Every parallelepiped has eight vertices. A tetrahedron is defined as four non-coplanar points in 3-space. How many distinct tetrahedrons can we find among the eight vertices of a parallelepiped?
I believe I know the answer, but without an answer key I don't have much confidence, and I feel a bit queasy about my reasoning. I think the answer is 60, and here's why.
First, I calculated the number of combinations of 8 things taken 4 at a time (using the binomial coefficient) and it came out 70. But, not all those combinations will be tetrahedrons because some of them contain four coplanar points and I'm using a definition that excludes these "degenerate" tetrahedra. How many should I subtract? As I visualie a parallelepiped, I picture ten planes that would contain four vertices, including six planes that contain faces and four more that contain long diagonals. I figure each one corresponds to a combination of four vertices, so I subtract ten from 70 and come up with 60.
I'm troubled that this isn't a purely combinatoric answer. Also, when I try to build up that 60 from parts, I can't work it out. I feel I must be doing something wrong.
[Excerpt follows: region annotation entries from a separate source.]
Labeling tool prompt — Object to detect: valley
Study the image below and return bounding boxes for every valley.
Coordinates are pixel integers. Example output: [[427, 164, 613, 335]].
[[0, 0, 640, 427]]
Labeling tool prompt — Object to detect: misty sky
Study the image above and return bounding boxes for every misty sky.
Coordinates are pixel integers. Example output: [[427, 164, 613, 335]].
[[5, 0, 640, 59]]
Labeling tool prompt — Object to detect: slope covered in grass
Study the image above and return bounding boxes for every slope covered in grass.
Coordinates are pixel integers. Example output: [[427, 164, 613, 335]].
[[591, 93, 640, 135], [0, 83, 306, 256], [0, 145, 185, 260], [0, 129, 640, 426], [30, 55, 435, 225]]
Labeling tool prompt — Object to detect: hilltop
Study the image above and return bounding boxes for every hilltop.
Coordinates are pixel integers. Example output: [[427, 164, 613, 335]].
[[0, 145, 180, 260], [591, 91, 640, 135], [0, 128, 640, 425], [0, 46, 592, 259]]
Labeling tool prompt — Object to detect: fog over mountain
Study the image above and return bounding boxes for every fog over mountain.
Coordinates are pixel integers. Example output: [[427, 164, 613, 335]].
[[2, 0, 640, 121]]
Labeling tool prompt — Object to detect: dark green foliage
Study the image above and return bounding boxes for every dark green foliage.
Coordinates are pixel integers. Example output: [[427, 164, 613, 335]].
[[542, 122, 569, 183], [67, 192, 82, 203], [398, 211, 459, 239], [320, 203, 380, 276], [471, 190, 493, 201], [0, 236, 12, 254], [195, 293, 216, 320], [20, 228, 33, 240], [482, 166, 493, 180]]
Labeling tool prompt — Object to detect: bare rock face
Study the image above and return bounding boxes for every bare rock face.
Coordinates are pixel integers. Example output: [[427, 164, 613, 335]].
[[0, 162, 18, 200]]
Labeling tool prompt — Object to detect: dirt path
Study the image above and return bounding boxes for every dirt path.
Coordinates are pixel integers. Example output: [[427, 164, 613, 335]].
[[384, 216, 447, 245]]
A little background. I'm working through Norman Wildberger's WildLinAlg videos, which covers a range of topics similar to what you'd expect in a first-semester linear algebra class, though its approach is unusual. I'm doing this on my own. So far as I know, these videos are not part of any instructional program anywhere. This question is an exercise Dr. Wildberger gives at the end of Lecture 9, "3D Geometry."